Common Pitfalls and Best Practices
- The Principal / Condition Mismatch: The most common facepalm moment. You specify a very narrow principal (like a specific user ARN) and then add a broad condition (like
aws:SourceIp). Remember, the principal must first be allowed to assume the role; the conditions are additional filters. If the principal isn’t in the list, the conditions are never even evaluated. - Assuming vs. Using a Role: I’ll say it again: the trust policy governs who can assume the role. The permission policy attached to the role governs what it can do after assumption. These are two completely separate policies with separate jobs. Don’t mix them up.
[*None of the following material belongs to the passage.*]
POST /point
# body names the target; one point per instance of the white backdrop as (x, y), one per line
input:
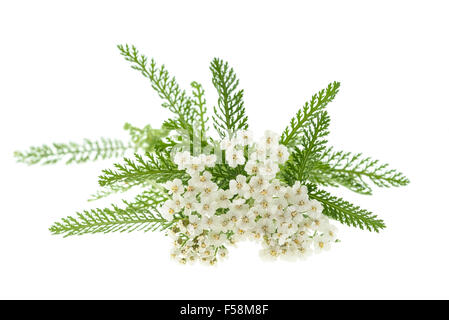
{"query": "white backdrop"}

- Testing in the Real World: The IAM policy simulator is a great tool, but it doesn’t simulate the
AssumeRoleAPI call with all its context (like tags on the principal). The only way to truly test a complex trust policy is to actually try to assume the role from the principal you’re expecting. Get comfortable with theaws sts assume-rolecommand in the CLI. - Keep it Simple, Seriously: I’ve seen trust policies that are Rube Goldberg machines of nested conditions. If you can’t explain it to a colleague in 30 seconds, it’s probably too complex and a future-you will hate past-you when it breaks at 3 AM. Use the narrowest principal possible and add only the conditions you absolutely need. Your security posture (and your sanity) will thank you.